Mexico City, Jan. 11 - Mexico's leading brewer Modelo, the maker of Corona beer, said Thursday it raised local beer prices by 3.5-4.0 percent on average, but does not plan to hike prices for exports, which go mainly to the United States.
The domestic price increase was not uniform among Modelo's brands or throughout the country. "It is not the same increase everywhere," an official told Reuters.
The hike, implemented in December, came as the government was trying to keep a lid on spiraling inflation. Mexico's leading retailers agreed to cut prices on 300 household goods from Thursday until the end of March.
Modelo's share price, already higher in a wider market rebound, gained further on news of the price increase. Its stock was up 2.21 percent at 52.64 pesos.
Modelo, half-owned by U.S. beer giant Anheuser-Busch Inc and which also produces Negra Modelo, Pacifico and Montejo beers, has a long-held policy of annually raising its domestic beer prices broadly in line with inflation.
"Basically the prices were raised in line with inflation for 2007, which is between 3.5 and 4.0 percent, more or less," the official said.
Mexican inflation came in at 3.76 percent in 2007, within the central bank's target range.
Modelo, whose beer exports go to more than 150 countries but mainly to the United States, is not planning to raise export prices this year.
"For the moment, we are not expecting price increases for international markets in 2008," the company official said.
Mexico's central bank says 2008 inflation could be slightly above its 4 percent target rate due to higher food prices and a fuel tax hike that started January 1.
Mexican President Felipe Calderon vowed this week to act if his government notices unwarranted price increases after the gasoline and diesel fuel hikes.
Prices for staples like corn tortilla pancakes and other consumer goods have seen spikes in recent days as businesses try to cover higher transport costs.
Local brewing rival Femsa said in late December it was raising its beer prices in line with the projected 2008 inflation rate to offset rising raw material costs.

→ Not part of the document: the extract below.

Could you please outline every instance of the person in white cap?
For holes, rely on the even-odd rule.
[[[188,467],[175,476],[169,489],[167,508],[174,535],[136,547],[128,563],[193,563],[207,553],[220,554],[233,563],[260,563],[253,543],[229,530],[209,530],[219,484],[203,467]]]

Femsa said its price increase was being implemented by region, channel, brand and package and its weighted average will be equivalent to the expected general inflation for 2008.
Femsa, which produces Sol, Dos Equis, Bohemia, Tecate and Carta Blanca, said its price rises would be fully implemented from January. The company blamed rising grain and aluminum costs on world markets for the increases.